Message of Abbot Paul - Saturday 16th September 2023

Abbot Paul • September 15, 2023
Earlier this week, we remembered the terrible events that took place on this day twentytwo years’ ago. They are as vivid in my mind at this moment as they were when they unfolded before our eyes and we saw them live on television. As well as causing incalculable pain and suffering, death and destruction to countless families, they also instilled horror and disbelief in our hearts. It was hard to believe that these things were really happening, but they were, for all the world to see, and they changed the course of the new millennium and world history from that day onwards. As Christians, we never lose hope and we continue to pray daily that peace and justice will prevail on this speck in the universe that we continue to share as our common home. We pray that what happened on 9/11 may never be repeated, but know as well that millions of our sisters and brothers throughout the world continue to suffer from man’s inhumanity to man, as well as from natural disasters.

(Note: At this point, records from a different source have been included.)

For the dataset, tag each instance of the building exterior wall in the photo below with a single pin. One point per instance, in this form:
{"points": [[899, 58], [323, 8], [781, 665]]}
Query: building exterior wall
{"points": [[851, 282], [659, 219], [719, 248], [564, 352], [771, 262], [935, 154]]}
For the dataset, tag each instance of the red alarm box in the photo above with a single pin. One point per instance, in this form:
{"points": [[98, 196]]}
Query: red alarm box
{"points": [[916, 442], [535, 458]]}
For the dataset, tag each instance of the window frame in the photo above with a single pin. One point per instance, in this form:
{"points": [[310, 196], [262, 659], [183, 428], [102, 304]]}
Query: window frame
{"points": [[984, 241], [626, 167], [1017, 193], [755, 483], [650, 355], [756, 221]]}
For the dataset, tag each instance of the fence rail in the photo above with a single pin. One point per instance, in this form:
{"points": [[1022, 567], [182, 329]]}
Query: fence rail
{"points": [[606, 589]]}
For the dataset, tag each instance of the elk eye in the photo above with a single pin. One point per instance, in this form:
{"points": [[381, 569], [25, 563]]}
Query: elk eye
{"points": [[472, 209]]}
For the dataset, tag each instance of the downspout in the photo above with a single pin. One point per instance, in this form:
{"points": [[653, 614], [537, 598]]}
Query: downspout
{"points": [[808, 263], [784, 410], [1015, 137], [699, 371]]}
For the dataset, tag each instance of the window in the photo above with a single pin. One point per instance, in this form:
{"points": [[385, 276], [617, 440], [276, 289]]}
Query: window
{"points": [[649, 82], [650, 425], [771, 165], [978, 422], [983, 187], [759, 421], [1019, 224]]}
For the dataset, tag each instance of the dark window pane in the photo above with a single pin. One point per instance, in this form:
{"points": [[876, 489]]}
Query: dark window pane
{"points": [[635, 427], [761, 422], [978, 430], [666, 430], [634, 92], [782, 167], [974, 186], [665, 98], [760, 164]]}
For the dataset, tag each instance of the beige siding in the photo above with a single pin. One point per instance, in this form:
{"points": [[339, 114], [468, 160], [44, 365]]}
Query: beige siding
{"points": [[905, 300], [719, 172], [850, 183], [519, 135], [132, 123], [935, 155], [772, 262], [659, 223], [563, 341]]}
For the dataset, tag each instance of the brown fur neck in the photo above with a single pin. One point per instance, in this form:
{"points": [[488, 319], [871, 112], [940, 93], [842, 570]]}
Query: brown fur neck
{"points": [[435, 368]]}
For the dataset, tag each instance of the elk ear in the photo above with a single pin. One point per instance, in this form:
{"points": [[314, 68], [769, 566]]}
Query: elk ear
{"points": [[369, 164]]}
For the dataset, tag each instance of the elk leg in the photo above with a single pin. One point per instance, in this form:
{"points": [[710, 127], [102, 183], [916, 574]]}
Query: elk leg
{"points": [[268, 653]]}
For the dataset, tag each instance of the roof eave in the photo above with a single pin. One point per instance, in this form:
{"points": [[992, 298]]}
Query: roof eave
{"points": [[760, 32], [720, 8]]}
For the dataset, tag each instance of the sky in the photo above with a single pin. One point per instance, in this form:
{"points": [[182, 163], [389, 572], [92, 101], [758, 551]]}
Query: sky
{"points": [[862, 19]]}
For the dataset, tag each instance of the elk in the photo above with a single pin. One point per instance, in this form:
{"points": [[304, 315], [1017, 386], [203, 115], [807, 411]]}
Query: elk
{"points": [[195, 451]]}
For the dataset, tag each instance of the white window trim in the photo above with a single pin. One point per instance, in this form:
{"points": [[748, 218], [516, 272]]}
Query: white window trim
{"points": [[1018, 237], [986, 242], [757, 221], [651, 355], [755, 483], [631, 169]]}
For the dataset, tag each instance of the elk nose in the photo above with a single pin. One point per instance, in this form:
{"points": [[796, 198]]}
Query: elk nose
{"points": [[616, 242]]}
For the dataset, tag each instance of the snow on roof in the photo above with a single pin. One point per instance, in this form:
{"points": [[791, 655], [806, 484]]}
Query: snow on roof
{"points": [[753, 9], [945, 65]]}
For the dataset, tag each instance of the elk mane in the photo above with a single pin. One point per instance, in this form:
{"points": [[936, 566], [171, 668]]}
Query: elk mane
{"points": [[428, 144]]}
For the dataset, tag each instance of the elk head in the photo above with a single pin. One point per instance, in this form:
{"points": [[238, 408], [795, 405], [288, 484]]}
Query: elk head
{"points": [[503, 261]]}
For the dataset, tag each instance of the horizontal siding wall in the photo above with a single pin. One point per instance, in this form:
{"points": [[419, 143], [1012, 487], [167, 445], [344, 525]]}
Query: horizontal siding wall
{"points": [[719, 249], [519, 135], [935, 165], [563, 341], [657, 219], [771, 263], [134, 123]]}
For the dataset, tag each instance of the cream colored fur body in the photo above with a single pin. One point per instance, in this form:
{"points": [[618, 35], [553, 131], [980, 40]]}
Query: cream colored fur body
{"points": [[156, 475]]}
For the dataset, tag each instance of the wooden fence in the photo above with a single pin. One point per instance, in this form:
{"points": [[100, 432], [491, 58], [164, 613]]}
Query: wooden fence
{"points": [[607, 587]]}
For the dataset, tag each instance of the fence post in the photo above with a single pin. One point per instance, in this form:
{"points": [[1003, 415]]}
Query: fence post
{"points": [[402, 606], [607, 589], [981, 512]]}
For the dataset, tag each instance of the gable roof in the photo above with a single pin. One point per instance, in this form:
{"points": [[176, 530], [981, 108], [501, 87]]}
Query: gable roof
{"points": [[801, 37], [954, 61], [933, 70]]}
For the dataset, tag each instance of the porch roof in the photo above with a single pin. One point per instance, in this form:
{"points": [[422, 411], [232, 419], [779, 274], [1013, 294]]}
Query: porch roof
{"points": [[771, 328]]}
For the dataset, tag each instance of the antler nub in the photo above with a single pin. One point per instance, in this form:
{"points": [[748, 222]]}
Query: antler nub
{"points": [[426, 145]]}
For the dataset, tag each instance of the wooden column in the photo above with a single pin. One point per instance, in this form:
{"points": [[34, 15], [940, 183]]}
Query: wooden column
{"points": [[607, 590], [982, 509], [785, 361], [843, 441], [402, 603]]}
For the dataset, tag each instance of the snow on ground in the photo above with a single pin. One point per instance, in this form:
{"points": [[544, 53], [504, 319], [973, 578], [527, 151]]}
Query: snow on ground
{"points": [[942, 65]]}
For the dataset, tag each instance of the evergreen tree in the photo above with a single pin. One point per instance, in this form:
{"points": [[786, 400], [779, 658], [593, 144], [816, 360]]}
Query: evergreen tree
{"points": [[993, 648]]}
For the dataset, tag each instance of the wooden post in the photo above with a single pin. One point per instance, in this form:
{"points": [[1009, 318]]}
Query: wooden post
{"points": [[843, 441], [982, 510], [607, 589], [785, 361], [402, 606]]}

We keep them, too, in our prayers today and every day.
 
​Today’s Gospel reading from Luke, (Lk 6: 43-49), is truly apt when we think of these tragic occurrences. The words of Jesus to his disciples sound prophetic as we hear them again. “There is no sound tree that produces rotten fruit, nor again a rotten tree that produces sound fruit. For every tree can be told by its own fruit: people do not pick figs from thorns, nor gather grapes from brambles. A good man draws what is good from the store of goodness in his heart; a bad man draws what is bad from the store of badness. For a man’s words flow out of what fills his heart.” Jesus’ teaching needs no explanation. We all need to pray for our own conversion and purification as well as for others, a radical change of heart. Lord, touch our hearts, cleanse them, make them new, that only goodness may flow from them, that the world might become a different place, an infinitely better place, and all your children be safe from harm.
 
​Jesus, however, asks us not only to listen to his words, but to act on them. So many people admire Jesus, but how many truly follow him, putting his teaching into practice? He says, “Everyone who comes to me and listens to my words and acts on them – I will show you what he is like. He is like the man who when he built his house dug, and dug deep, and laid the foundations on rock; when the river was in flood it bore down on that house but could not shake it, it was so well built. But the one who listens and does nothing is like the man who built his house on soil, with no foundations: as soon as the river bore down on it, it collapsed; and what a ruin that house became!” The rock on which we must build our lives is Christ. It’s easy to build on sand, but rather more difficult on rock, just as it is easier to build our lives on our own whims and desires, but our minds are as unstable as sand, whereas Christ and the Gospel are like rock. Lord, grant us wisdom to live according to your teaching and example. Help us to become more disciplined and responsible as men and women who bear the name of Christian, your name. Amen.